Nel bel mezzo di un festival rock, un volontario è stato accoltellato allo stomaco ed è morto dopo pochi minuti. Nella confusione, nessuno ha visto l’assassino, nessuno è stato in grado di tracciare un identikit. La settimana seguente il corpo di una maestra elementare è stato ritrovato in un cassonetto: la donna era stata strangolata con la sua sciarpa di lana. La polizia brancola nel buio. I detective Ava Turner e Luc Callanach non hanno indizi per collegare i crimini, né prove sufficienti a formulare le prime ipotesi, fino al momento in cui sui muri della città appaiono graffiti che fanno esplicito riferimento alle vittime degli omicidi. È il gesto sbruffone di un mitomane o è la firma del killer? Quando scoprono che i murales sono stati preparati prima degli omicidi e non dopo, per Ava e Luc ha inizio una corsa contro il tempo che si rivelerà molto più pericolosa di quanto avrebbero potuto immaginare. Perché l’assassino è pronto a colpire ancora…
Una serie da mezzo milione di copie
Tradotta in 10 Paesi
«Un thriller pieno di colpi di scena. La storia cattura man mano che la trama si infittisce.»
Woman’s Way
«Helen Fields ha un vero talento nel creare atmosfere cupe e vivide nella fantasia del lettore. I colpi di scena sono efficaci e i personaggi magistralmente costruiti. L’esordio con Resti perfetti è stato straordinario, ma La vittima sbagliata potrebbe addirittura superarlo.»
Scotland Correspondent
«Uno dei thriller psicologici più inquietanti che abbia mai letto.»
Paul Finch
Estratto
A Brian e John – i padri e i nonni – che leggono i loro quotidiani nell’aldilà e si domandano perché quaggiù facciamo tanto chiasso.

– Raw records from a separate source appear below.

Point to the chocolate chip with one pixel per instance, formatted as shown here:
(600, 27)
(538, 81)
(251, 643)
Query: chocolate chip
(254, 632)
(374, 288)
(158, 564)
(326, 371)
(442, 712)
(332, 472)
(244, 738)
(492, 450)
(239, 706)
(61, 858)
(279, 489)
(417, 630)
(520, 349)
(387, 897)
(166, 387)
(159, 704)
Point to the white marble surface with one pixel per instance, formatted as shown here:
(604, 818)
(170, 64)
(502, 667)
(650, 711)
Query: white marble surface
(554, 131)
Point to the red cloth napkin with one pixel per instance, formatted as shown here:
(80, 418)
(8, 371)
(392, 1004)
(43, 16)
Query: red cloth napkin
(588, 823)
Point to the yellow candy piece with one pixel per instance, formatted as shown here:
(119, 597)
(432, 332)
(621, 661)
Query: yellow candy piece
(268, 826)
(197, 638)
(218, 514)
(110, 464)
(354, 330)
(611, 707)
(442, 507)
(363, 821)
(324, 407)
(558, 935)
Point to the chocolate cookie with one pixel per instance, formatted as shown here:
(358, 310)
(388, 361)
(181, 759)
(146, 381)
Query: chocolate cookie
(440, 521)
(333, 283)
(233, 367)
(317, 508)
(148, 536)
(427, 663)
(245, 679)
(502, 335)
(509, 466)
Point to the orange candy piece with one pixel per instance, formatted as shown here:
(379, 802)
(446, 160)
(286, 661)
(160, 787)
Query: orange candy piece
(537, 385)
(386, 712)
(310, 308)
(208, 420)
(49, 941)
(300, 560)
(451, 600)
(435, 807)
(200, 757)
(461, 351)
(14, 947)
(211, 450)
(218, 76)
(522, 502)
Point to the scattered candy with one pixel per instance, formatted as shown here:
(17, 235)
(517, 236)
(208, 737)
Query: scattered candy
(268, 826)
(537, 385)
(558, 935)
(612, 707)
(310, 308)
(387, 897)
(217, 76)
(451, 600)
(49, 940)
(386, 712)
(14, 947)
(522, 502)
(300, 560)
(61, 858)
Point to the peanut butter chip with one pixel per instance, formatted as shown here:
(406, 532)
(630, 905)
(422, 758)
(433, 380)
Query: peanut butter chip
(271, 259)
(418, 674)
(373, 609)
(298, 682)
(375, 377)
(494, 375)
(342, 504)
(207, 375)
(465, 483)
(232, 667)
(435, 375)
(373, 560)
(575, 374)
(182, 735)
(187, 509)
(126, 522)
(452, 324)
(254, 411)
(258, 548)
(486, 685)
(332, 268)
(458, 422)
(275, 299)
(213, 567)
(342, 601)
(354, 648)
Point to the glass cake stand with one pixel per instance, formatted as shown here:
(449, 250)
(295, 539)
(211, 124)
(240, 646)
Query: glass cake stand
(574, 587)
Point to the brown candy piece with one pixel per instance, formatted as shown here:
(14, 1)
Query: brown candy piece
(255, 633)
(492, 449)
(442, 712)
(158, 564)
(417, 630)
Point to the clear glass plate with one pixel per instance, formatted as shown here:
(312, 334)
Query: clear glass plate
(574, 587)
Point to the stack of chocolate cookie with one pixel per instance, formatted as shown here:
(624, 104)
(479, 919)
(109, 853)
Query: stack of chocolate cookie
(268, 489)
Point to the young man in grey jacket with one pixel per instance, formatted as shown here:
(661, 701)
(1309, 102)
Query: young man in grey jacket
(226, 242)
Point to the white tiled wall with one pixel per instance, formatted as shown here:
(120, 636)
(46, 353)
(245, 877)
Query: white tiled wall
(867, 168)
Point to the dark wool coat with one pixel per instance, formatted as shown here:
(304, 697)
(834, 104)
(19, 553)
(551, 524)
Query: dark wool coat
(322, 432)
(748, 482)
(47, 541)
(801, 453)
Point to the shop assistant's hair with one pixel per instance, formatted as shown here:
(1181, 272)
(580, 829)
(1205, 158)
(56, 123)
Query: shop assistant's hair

Con amore da chi non vi dimenticherà mai.
Capitolo uno
C’erano posti peggiori in cui morire, ma ben pochi modi più terrificanti. Lo scenario era estivo, idilliaco, con il paesaggio cittadino da un lato e il profilo dell’antico vulcano Arthur’s Seat in lontananza. La musica si percepiva ancor prima di sentirla, il basso pulsava nella carne e nelle ossa. A inizio luglio il sole cala tardi su Edimburgo e il cielo era inondato da sfumature di rosa, oro e arancione acceso. Forse era per questo che nessuno l’aveva notato, quand’era successo. Oppure la colpa era del cocktail di alcol, droghe ed euforia naturale. Il festival era in pieno svolgimento: tre giorni di baldoria, feste, sesso, cibo e drink, una band dopo l’altra, mentre i corpi erano sempre più a loro agio con meno vestiti addosso e un’igiene minima. Se qualcuno avesse dovuto rappresentare in un’istantanea il senso di estasi, quella scena sarebbe andata benissimo: la folla che saltava all’unisono, come se tutte quelle persone si fossero fuse in un’unica bestia incantata con migliaia di teste sorridenti.

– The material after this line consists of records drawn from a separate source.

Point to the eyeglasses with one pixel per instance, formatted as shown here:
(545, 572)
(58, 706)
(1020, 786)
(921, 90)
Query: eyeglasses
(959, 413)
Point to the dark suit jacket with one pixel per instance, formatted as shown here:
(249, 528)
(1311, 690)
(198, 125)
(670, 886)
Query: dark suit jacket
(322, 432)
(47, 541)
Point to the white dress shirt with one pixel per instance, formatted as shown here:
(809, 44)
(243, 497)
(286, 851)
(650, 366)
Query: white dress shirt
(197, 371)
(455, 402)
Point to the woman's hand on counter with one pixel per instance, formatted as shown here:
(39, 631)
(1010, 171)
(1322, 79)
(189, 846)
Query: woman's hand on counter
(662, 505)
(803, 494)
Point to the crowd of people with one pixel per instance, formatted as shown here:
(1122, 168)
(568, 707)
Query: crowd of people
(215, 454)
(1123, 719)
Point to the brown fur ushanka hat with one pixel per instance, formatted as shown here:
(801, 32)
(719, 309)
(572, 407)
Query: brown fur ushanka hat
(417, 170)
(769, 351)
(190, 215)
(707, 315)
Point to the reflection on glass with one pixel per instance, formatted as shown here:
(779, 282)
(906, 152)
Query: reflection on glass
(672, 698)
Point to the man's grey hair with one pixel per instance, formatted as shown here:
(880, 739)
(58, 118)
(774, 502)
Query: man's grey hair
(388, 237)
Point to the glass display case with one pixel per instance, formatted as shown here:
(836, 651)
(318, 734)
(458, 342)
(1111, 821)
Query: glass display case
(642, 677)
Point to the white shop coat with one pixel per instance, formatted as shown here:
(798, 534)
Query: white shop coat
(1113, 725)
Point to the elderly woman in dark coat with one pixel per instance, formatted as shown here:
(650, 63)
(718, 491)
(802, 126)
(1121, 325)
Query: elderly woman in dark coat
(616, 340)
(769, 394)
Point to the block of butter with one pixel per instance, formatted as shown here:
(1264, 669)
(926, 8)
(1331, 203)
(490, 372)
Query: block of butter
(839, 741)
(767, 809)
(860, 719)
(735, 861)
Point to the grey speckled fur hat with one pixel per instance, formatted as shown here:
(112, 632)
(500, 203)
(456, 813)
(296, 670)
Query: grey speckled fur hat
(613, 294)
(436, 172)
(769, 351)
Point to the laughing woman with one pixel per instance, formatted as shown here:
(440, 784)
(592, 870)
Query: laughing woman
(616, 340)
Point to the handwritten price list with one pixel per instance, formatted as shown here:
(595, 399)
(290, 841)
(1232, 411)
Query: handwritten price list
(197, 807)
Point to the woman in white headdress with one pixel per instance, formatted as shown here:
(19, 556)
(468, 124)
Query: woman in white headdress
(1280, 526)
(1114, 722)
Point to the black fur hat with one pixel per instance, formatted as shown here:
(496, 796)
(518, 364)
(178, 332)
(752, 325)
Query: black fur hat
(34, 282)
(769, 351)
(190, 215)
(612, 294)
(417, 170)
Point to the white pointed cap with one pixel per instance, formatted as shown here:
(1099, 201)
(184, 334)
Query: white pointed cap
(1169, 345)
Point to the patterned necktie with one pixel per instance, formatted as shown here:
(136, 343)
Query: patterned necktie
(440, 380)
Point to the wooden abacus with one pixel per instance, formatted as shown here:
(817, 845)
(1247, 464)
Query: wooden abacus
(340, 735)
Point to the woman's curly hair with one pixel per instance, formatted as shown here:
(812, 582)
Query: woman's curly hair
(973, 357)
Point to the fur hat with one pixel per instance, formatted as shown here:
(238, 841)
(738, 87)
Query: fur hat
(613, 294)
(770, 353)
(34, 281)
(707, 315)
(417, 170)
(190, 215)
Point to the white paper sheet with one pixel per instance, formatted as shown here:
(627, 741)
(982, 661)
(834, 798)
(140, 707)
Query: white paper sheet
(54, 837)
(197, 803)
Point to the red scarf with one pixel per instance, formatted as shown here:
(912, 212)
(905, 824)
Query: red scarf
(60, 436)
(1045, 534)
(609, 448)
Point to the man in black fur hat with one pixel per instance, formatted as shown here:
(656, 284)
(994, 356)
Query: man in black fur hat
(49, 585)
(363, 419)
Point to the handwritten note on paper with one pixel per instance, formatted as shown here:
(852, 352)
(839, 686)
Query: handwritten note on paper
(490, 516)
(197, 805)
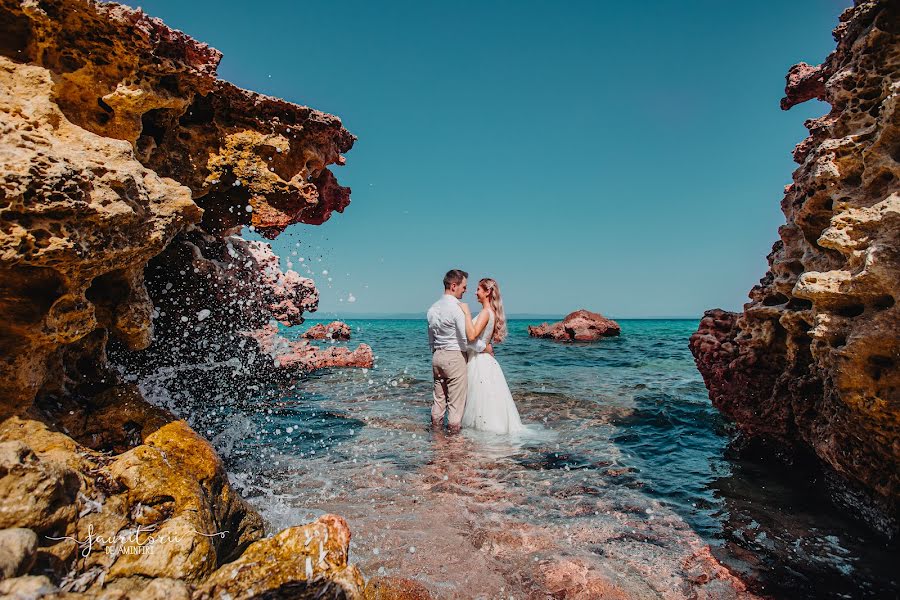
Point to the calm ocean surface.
(623, 433)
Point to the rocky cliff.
(812, 362)
(127, 171)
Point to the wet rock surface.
(579, 326)
(127, 173)
(812, 361)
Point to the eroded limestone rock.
(579, 326)
(813, 359)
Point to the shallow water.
(617, 488)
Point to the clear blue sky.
(626, 157)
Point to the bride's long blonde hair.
(493, 290)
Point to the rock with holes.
(292, 564)
(162, 508)
(79, 219)
(336, 330)
(303, 356)
(17, 550)
(814, 359)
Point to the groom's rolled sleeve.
(459, 318)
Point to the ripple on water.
(619, 486)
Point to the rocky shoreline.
(811, 364)
(128, 171)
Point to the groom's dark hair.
(454, 276)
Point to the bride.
(489, 404)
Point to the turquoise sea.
(627, 471)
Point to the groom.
(448, 343)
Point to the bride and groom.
(469, 386)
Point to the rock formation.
(812, 362)
(579, 326)
(336, 330)
(289, 354)
(127, 171)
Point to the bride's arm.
(473, 330)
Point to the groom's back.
(443, 324)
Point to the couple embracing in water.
(469, 386)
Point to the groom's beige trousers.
(451, 383)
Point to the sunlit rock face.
(579, 326)
(117, 136)
(127, 169)
(813, 359)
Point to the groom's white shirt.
(447, 326)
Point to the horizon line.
(401, 316)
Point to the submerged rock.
(812, 361)
(336, 330)
(579, 326)
(303, 356)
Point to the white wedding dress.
(489, 403)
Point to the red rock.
(811, 362)
(579, 326)
(300, 354)
(336, 330)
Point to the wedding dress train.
(489, 403)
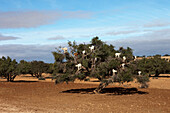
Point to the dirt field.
(28, 94)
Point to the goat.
(117, 55)
(79, 66)
(123, 65)
(139, 72)
(91, 48)
(83, 52)
(114, 71)
(124, 58)
(64, 49)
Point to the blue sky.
(31, 29)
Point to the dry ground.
(28, 94)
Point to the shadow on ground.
(108, 91)
(24, 81)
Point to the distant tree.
(97, 63)
(24, 67)
(8, 68)
(154, 65)
(38, 67)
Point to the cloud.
(29, 19)
(28, 52)
(157, 23)
(122, 32)
(57, 38)
(145, 47)
(2, 37)
(155, 42)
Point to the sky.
(32, 29)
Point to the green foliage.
(98, 63)
(154, 65)
(8, 68)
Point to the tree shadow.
(26, 81)
(107, 91)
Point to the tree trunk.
(100, 87)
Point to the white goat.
(114, 71)
(64, 49)
(95, 59)
(83, 52)
(123, 65)
(139, 72)
(91, 48)
(79, 66)
(117, 55)
(124, 58)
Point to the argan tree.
(8, 68)
(97, 60)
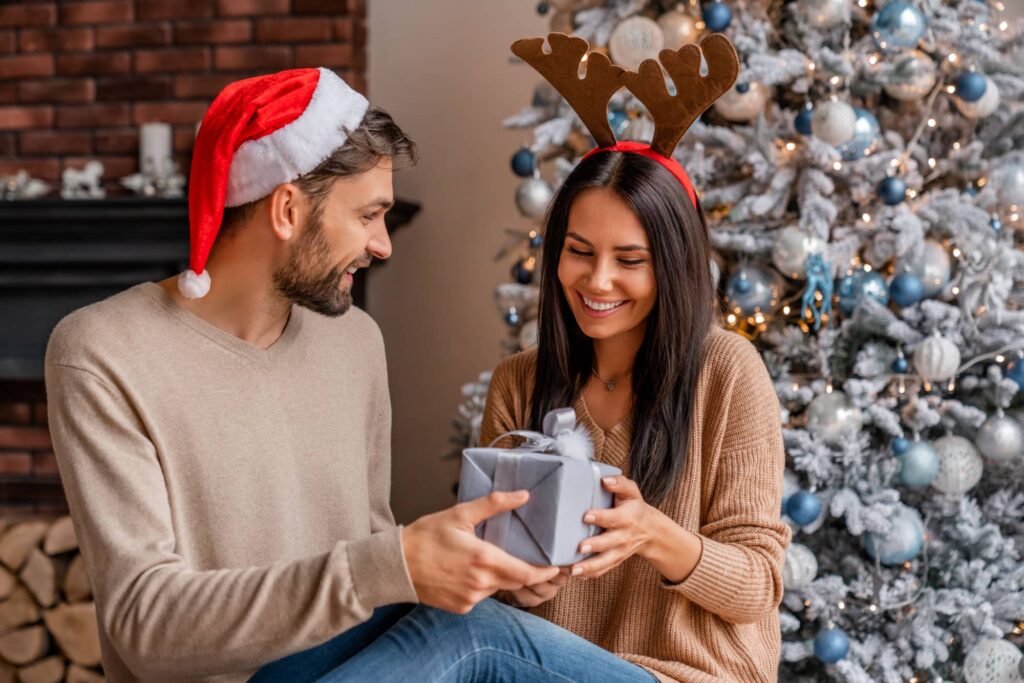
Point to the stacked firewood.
(48, 630)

Al centro di tutto, il killer si era spostato come una voluta di fumo, sinuoso, silenzioso, snudando la lama come una piuma nel vento. Il taglio era netto, preciso e profondo. La quantità di sangue versato era evidente sul terreno, la ferita troppo grave per essere arginata con le mani. Non che ci fosse stato il tempo di caricare la vittima su un’ambulanza. Non che qualcuno avesse notato la ferita prima del dissanguamento quasi totale.
L’ispettore Luc Callanach si trovava nel punto esatto in cui il giovane aveva esalato il suo ultimo respiro. La sua identità era ancora ignota. La polizia era riuscita a mettere insieme decisamente poco nell’ora trascorsa dalla sua morte. Era incredibile, pensò Callanach, che in una folla di migliaia di persone non fossero riusciti a trovare uno straccio di testimone attendibile.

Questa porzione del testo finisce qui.